中央銀行バブル崩壊に向けて自ら飛び込み台を高くする日銀
さすがに28日の政策決定会合でゼロクーポンの永久債への転換話がいきなり登場するとは思えませんが、「マイナス金利」の履行以降、もはやなんでもありのようにこれまで行ったことのない劇薬のような政策に突き進もうとしているのが「黒田日銀」の現状に見えて仕方ない状況です。
「黒田総裁」も「安倍総理」も2018年を過ぎればお役ご免となるので何の責任も取らずに退場して事なきをえるのだろうと思いますが、果たしてここまで出口のないような戦略を繰り出してしまって、一体この先どう収束させるのかが非常に心配になります。
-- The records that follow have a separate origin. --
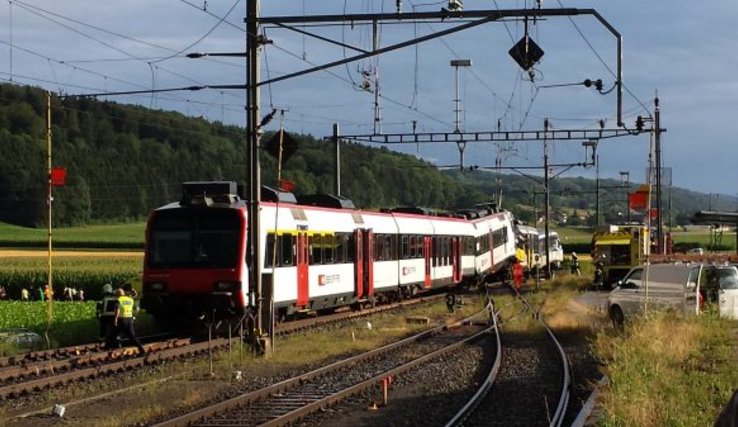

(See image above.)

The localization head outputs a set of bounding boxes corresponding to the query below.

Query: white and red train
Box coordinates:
[141,182,517,320]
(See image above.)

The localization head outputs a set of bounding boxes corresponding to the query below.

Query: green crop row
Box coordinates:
[0,255,142,272]
[0,300,157,349]
[0,270,141,301]
[0,256,143,300]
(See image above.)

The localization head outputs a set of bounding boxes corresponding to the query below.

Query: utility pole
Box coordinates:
[595,154,600,226]
[543,118,551,281]
[246,0,270,353]
[333,123,341,196]
[451,59,471,169]
[372,20,381,134]
[620,171,630,222]
[654,96,663,254]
22日のリークひとつとってみても相場を弄んでいることは間違いなく、こうしたやり方で相場を持ち上げようとすれば必ず手痛いしっぺ返しを食らうのがこれまでの市場の流れになっていることだけは忘れないようにしたいところです。
マイナス金利の実施あたりから既にアウトな状態は始まっている
ノーベル経済学賞を受賞する学者の間では「マイナス金利」をめぐる前向きな評価もかなり登場していますが、学問的なレベルでの評価はともかく、資本主義の実態経済で「マイナス金利」がでるというのは、旧ソビエトが目指していたような究極の計画経済を志向するのでもなければ本来ありえない状態であり、金融機関の疲弊も目立ちはじめているのは厳然たる事実です。
そこで貸付金利もマイナスにしてある意味形の違うインセンティブを支給しようという事なのでしょうが、これまでの日銀の当座預金に対する付利とは異なり「マイナス金利」貸付は明らかな構造的利益供与に近いものを感じ、本当にこういうことをしてしまうのかが注目される状況となってきています。
「リーマンショック」は民間企業がしでかした大惨事となったわけですが、それを救済するために表舞台に登場してきた「中央銀行」が自ら仕掛けるバブル状況の破綻が現実のとなった時、どれほどのネガティブな影響が示現するのか、またどこまでマイナスな状況が継続してしまうのかが非常に心配です。
大暴落といった形で市場の手荒い洗礼を受ける日がかなり近づきつつあることを実感させられる次第です。